L’affaire pourrait bien être surnommée le “Watergate à l’iranienne”. Samedi 13 juillet et à deux semaines de la passation de pouvoir à la présidence entre Mahmoud Ahmadinejad et Hassan Rohani, Ali Motahari, député très critique de l’actuel chef de l’Etat, a révélé sur son blog avoir découvert microphones et caméra, dissimulés dans le système de climatisation de son bureau. M. Motahari, qui a soutenu la candidature du président fraîchement élu, le modéré Hassan Rohani, a également relaté que les caméras de surveillance de son immeuble avaient enregistré l’intrusion de neuf hommes dans son bureau, dans la nuit du 9 au 10 juillet. Le visage de deux d’entre eux a été enregistré par la caméra qu’ils avaient eux-mêmes installée.
A la suite de cette découverte, M. Motahari a sollicité le gardien de l’immeuble qui a fait part des pressions dont il avait été victime la veille. Des “agents” lui auraient demandé de garder le silence. Par ailleurs, l’homme a précisé que, déjà en mars de cette année, d’autres individus s’étaient introduits dans le bureau de M. Motahari.
Dans la soirée du mercredi 10 juillet, trois autres personnes, se présentant comme des policiers, ont abordé un commerçant, voisin de l’immeuble du député. Ces soi-disant policiers ont tenté de confisquer l’enregistrement de la caméra de surveillance de ce commerçant qui aurait capturé l’arrivée des neufs agents, la veille.
Ali Motahari, averti par le commerçant, a d’emblée appelé la police de la ville de Téhéran qui lui a confirmé que ces hommes ne faisaient pas partie de ses effectifs.
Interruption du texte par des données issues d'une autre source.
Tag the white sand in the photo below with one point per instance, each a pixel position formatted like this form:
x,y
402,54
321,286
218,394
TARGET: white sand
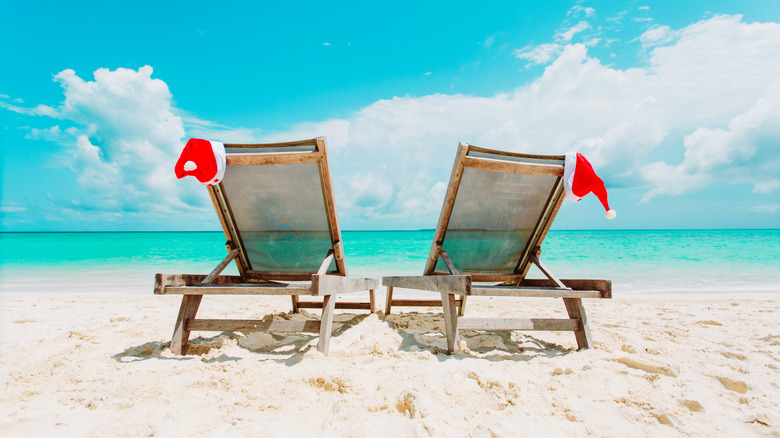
x,y
98,365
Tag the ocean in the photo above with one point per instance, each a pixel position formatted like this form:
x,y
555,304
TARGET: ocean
x,y
637,261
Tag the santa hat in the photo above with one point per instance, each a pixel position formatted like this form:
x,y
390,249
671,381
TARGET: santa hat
x,y
579,179
203,159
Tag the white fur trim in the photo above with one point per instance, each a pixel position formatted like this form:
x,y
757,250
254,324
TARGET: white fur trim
x,y
219,155
569,167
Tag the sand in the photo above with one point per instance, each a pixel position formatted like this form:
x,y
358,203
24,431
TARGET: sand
x,y
98,365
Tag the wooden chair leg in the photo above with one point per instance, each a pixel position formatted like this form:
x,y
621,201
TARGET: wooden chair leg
x,y
462,307
450,321
577,311
188,309
295,303
372,300
326,323
389,301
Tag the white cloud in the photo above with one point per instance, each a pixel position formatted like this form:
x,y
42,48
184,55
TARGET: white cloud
x,y
541,54
567,35
707,96
706,108
658,35
123,143
579,9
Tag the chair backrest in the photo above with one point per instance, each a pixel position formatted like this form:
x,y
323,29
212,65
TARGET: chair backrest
x,y
276,206
496,213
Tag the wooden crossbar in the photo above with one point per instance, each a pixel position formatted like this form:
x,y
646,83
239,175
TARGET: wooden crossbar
x,y
339,305
240,289
519,291
252,325
525,324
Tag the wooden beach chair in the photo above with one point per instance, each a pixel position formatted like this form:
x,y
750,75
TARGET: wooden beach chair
x,y
497,211
276,208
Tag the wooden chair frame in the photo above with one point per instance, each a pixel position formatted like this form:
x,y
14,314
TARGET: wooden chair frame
x,y
323,283
455,286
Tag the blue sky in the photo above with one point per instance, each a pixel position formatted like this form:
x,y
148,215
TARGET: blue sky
x,y
676,104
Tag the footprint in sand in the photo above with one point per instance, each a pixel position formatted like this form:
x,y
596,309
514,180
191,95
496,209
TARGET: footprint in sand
x,y
733,385
666,370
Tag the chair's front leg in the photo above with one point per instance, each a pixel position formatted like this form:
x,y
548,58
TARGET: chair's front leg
x,y
576,310
188,309
450,321
326,323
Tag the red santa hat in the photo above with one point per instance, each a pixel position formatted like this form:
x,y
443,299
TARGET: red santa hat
x,y
579,179
203,159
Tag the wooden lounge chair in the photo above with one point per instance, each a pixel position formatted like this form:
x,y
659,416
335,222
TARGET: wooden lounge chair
x,y
276,207
497,211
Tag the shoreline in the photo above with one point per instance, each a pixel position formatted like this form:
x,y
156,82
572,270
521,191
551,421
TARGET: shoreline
x,y
91,363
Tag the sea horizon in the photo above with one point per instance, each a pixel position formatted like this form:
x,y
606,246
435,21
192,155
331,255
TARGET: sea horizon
x,y
637,261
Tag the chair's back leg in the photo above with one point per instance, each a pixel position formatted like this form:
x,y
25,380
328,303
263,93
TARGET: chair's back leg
x,y
462,305
576,311
389,300
188,309
295,303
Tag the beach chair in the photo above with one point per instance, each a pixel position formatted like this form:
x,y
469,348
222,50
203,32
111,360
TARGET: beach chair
x,y
276,208
497,211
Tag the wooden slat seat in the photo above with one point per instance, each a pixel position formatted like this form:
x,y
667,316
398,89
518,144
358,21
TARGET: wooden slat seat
x,y
497,211
277,210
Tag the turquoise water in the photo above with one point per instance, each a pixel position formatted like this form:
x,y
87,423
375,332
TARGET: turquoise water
x,y
665,261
Deux des trois hommes ont été arrêtés, puis transférés au service du renseignement de la police. Depuis cet incident, aucune autre information n’a été relayée sur leur identité.
Ali Motahari a pointé du doigt, sur son blog, “des soldats de l’imam caché” – terme utilisé en Iran pour désigner les employés du ministère du renseignement – qui “ont recours à toutes les méthodes possibles”. Il a qualifié ces hommes de “soldats du diable”.
Dimanche 14 juillet, au lendemain de ces révélations, tous les journaux réformateurs ont consacré leur “une” à cette information. Le quotidien Bahara écrit : “Révélations sur l’affaire d’écoute et de caméra cachée dans le bureau d’Ali Motahari”. Shargh, un autre titre réformateur, a également traité cette information sur sa “une”.
Tandis que les autorités n’ont toujours pas réagi aux propos de M. Motahari, le quotidien du centre, Jomhouri Eslami, accuse, mardi 16 juillet, les services de sécurité d’inertie. “Que les responsables de cet acte illégal, découvert il y a déjà quelques jours, ne soient pas encore arrêtés et annoncés [aux Iraniens] (…) est une honte”, peut-on y lire.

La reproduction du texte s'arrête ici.